Plots for Collapse of National Currency Defused
Plots for Collapse of National Currency Defused
TEHRAN - The governor of the Central Bank of Iran (CBI) says plots for a massive devaluation of Iran’s national currency have effectively failed as the rial keeps regaining some of its value despite growing economic pressure from the United States and a flare-up of tensions in the Persian Gulf over the past weeks.

Abdolnasser Hemmati said on Friday that “enemies” failed to realize their objectives from imposing sanctions on Iran which was “as they had asserted to destroy the national currency as a prelude to overthrow the state.”

IRAN NEWS NATIONAL DESK

Hemmati’s comments on Instagram came amid reports that the rial had resumed its long-anticipated recovery against the US dollar on Thursday as it traded 118,000 against the greenback, a surge of around 13 percent compared to earlier in July when each dollar had been sold for 135,000 Iranian  rials.

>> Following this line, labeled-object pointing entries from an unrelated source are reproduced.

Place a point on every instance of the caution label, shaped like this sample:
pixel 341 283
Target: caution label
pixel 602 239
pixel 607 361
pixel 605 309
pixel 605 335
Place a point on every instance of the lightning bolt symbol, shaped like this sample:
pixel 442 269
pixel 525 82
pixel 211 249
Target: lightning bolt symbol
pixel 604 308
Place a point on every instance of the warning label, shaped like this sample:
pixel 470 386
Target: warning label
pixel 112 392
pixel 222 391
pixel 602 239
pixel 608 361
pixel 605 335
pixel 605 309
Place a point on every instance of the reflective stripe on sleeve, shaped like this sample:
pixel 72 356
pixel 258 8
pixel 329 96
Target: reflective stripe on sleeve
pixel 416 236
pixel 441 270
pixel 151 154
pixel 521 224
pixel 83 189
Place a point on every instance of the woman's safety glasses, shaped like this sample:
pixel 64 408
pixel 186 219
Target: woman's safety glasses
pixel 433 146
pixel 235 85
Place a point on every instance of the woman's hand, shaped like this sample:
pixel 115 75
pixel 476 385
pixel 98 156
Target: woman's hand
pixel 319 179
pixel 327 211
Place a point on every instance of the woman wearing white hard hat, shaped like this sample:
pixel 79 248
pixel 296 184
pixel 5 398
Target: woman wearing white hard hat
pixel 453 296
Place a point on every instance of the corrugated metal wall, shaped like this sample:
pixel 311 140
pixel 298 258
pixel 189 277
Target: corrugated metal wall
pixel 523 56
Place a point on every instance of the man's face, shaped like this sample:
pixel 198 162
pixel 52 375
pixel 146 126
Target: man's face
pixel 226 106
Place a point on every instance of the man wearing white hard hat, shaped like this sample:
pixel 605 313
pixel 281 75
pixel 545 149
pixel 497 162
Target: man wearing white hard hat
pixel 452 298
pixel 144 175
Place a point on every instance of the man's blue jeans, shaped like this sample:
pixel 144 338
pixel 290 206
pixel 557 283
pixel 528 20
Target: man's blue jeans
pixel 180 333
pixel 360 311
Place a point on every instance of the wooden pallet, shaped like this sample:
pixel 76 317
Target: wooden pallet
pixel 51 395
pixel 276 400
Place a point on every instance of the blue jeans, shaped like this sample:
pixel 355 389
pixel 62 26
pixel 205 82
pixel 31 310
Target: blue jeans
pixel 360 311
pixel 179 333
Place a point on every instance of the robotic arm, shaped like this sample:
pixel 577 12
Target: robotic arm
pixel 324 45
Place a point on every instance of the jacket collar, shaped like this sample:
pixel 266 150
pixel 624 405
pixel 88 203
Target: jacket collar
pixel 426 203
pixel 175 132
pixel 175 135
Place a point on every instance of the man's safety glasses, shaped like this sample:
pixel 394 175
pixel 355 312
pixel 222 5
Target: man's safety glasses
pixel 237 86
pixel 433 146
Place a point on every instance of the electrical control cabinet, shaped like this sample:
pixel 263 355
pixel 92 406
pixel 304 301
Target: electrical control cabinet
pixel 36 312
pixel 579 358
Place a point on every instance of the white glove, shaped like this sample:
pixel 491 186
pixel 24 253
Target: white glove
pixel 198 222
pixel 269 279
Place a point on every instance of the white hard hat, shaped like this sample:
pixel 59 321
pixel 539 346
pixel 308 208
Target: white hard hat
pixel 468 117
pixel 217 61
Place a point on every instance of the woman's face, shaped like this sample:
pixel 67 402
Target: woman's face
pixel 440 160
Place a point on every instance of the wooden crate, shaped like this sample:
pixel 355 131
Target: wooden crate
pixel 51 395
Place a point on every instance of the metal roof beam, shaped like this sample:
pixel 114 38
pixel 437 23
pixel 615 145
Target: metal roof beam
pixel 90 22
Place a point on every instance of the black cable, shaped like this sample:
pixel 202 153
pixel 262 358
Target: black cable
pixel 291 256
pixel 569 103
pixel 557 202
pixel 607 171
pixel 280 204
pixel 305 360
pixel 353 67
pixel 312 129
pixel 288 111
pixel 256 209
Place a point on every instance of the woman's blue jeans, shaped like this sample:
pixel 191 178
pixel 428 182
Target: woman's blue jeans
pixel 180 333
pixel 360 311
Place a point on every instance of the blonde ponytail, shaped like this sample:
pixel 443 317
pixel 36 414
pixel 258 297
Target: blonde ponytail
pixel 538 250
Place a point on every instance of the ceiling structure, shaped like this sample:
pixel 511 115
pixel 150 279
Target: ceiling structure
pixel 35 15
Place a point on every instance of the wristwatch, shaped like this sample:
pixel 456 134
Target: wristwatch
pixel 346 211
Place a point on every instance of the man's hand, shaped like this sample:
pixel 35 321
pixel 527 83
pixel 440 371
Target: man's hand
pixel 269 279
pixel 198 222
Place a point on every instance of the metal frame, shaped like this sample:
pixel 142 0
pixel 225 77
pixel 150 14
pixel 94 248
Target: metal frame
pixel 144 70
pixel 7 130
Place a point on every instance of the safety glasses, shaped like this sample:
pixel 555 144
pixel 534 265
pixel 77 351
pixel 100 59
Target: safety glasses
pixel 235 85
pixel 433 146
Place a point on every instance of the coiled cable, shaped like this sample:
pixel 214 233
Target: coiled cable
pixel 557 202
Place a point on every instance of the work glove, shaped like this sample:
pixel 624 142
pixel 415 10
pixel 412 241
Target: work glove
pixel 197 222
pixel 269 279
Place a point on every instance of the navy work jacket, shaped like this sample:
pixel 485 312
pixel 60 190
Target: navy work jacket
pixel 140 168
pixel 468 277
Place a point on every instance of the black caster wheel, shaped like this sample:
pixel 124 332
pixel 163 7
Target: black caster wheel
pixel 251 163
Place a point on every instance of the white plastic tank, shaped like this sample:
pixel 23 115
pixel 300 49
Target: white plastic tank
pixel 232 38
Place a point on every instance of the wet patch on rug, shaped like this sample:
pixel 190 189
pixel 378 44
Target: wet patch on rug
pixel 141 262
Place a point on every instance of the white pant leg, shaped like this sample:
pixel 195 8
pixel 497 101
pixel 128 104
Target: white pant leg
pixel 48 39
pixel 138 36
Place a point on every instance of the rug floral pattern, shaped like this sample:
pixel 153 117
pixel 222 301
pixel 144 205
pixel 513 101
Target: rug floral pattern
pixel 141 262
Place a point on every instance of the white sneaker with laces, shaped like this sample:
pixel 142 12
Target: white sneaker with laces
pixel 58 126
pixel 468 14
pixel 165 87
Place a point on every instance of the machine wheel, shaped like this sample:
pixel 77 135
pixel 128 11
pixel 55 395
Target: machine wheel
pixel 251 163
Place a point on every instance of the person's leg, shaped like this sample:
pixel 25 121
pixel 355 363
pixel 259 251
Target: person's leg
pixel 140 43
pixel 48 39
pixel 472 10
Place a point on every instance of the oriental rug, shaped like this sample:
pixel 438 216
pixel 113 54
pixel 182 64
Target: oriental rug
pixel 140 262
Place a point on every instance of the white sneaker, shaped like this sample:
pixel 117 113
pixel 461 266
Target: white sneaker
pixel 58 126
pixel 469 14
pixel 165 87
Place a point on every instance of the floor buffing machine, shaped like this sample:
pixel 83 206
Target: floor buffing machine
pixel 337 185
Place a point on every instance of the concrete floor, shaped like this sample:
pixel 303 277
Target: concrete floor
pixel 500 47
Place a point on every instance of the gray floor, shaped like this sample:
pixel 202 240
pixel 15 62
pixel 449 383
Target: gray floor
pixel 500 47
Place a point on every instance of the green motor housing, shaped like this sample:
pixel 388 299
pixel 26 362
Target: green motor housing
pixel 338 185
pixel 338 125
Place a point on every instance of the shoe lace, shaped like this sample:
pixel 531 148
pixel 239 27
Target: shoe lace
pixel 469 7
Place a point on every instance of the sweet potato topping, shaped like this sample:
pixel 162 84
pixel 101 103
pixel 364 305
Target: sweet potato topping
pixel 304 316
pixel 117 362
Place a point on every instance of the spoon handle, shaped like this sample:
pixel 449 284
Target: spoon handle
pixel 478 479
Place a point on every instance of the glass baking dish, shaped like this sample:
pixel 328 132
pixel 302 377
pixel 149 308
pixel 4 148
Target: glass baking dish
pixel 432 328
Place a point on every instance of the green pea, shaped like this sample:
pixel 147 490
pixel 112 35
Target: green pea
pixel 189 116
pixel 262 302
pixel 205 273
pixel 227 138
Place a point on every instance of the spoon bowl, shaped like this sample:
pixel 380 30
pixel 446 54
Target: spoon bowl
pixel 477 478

“Today, me and my colleagues in the CBI are proud that we have had a tiny share in the all-out resistance and victory of the Iranian people against this big plot (which came) in one of the most sensitive periods of the country’s history,” said Hemmati.

The official, however, admitted that US sanctions had caused difficulties for the Iranian households through the shocks they created in the markets and the increased inflation that followed.

Iran reports lower inflation in the month ending July 22 as the rial bounces back against the dollar.

Iran has been faced with some of the harshest sanctions ever imposed on a country after US President Donald Trump  withdrew from a major international agreement on Tehran’s nuclear program in May last year.

The sanctions began in November and were toughened in May this year after Trump’s administration cancelled waivers granted to several major buyers of Iran’s oil.

However, official data released by the government this week showed that consumer inflation had started to decline in the month ending July 22.

The surge of the Iranian rial and the declined inflation comes despite renewed military tensions in the Persian Gulf where Iran has refused to release a British tanker it seized last Friday in retaliation for Britain’s seizure of an Iranian supertanker earlier this month in its overseas territory of Gibraltar.